24 August 2009

At its meeting on 24 August 2009, the Monetary Council reviewed the latest economic and financial developments and decided to reduce the central bank base rate by 50 basis points from 8.50% to 8.00%, with effect from 25 August 2009.

At its meeting, the Monetary Council also discussed the August 2009 issue of the Bank’s Quarterly Report on Inflation.

In the Council’s assessment, although the global economic environment remains uncertain, it has stabilised somewhat over recent months and there has been no further deterioration in economic prospects. However, the global and domestic economies are unlikely to recover rapidly in the near term. Hungarian economic growth is expected to resume in 2010. Inflation is likely to rise above the medium-term target temporarily, reflecting the effects of increases in indirect taxes, and move substantially below it in the second half of 2010.

The decline in domestic demand played a greater role in the contraction of the domestic economy than earlier expected, due primarily to sharp reductions in firms’ stocks and larger-than-anticipated cutbacks in investment. In addition, household consumption continued to decline rapidly. Rising uncertainty about the outlook for employment and incomes, coupled with tightening credit conditions, prompted households to increase savings. As a result of adjustment in the private sector, the external financing requirement declined markedly.

In the Council’s judgement, the series of inflation shocks potentially resulting in an increase in economic agents’ longer-term inflation expectations poses the greatest risk to the longer-term outlook for inflation. However, domestic demand has fallen to an extent that, apart from the effects of the tax changes, a low inflation environment can be expected even taking into account that risk.

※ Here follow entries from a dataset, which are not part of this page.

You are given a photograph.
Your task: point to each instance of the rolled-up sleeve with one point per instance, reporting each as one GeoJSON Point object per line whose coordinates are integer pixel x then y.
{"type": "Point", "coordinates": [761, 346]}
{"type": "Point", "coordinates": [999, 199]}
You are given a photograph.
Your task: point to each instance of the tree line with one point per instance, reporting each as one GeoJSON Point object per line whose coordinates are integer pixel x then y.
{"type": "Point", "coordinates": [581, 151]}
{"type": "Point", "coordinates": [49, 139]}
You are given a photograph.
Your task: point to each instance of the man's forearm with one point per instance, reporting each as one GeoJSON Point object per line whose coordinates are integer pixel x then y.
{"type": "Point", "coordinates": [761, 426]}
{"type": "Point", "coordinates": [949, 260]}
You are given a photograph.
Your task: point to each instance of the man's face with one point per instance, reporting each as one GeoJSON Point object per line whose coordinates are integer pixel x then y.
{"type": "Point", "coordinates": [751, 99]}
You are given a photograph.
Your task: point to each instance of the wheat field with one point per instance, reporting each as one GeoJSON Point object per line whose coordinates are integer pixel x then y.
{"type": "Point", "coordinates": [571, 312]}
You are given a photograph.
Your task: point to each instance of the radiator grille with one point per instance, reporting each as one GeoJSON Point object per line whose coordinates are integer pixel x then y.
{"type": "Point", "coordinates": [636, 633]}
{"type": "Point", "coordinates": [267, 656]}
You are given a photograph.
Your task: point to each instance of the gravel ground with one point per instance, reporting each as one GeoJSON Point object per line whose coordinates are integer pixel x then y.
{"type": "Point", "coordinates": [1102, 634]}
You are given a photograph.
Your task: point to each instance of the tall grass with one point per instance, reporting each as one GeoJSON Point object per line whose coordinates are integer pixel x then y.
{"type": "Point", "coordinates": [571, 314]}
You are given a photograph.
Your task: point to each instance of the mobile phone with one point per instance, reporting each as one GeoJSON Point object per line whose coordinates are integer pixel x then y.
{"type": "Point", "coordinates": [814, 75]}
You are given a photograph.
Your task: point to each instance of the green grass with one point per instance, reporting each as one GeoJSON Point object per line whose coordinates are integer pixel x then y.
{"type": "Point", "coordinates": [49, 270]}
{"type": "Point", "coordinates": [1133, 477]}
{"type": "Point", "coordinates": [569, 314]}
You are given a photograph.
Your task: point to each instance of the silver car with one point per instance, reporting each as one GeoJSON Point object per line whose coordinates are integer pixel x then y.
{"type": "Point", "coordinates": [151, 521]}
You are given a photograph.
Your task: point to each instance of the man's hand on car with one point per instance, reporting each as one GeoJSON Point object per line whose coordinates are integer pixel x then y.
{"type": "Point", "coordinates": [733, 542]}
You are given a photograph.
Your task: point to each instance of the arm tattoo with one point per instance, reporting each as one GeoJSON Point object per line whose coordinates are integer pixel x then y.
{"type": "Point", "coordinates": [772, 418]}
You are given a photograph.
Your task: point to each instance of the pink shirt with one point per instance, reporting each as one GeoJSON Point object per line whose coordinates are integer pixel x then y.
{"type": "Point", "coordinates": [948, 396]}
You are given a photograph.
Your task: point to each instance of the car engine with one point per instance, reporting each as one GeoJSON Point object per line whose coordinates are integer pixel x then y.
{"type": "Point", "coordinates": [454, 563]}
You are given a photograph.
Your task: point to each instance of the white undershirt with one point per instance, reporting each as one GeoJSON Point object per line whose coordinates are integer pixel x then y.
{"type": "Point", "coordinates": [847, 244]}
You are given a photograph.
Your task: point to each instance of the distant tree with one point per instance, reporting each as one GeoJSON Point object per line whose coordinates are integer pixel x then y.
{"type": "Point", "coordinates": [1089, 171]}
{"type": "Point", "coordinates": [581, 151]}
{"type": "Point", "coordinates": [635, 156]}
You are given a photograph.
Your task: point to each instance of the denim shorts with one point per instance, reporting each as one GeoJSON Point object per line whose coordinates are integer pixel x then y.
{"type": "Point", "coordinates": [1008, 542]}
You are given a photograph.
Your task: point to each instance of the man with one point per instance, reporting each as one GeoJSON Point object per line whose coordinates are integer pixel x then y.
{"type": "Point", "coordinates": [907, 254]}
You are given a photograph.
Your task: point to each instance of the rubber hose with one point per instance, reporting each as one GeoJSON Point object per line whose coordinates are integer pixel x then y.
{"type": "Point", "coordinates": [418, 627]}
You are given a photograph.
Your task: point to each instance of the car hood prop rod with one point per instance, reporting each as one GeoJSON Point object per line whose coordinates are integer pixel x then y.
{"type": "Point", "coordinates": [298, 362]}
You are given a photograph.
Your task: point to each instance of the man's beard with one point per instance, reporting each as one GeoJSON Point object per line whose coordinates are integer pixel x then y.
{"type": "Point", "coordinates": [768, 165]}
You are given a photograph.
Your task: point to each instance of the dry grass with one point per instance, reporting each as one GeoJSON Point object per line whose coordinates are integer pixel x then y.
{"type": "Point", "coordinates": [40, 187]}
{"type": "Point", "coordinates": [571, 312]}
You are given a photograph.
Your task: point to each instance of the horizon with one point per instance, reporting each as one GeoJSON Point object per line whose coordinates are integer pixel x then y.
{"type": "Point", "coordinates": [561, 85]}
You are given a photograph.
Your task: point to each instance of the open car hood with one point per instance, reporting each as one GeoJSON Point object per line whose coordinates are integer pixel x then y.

After improving significantly in previous months, international investor sentiment and assessments of risks associated with the Hungarian economy have not changed materially over the past month. The substantial decline in the external financing requirement and the resumption of government borrowing directly from the bond market also contributed to an easing of concerns about the country’s external financing.

The Monetary Council decided to reduce the central bank base rate after considering the recent developments in the economy and inflation and in assessments of risks. Monetary policy may be eased further if it does not pose a threat to the inflation outlook and if assessments of risk allow it.

The abridged minutes of today’s Council meeting will be published at 2 p.m. on 16 September 2009.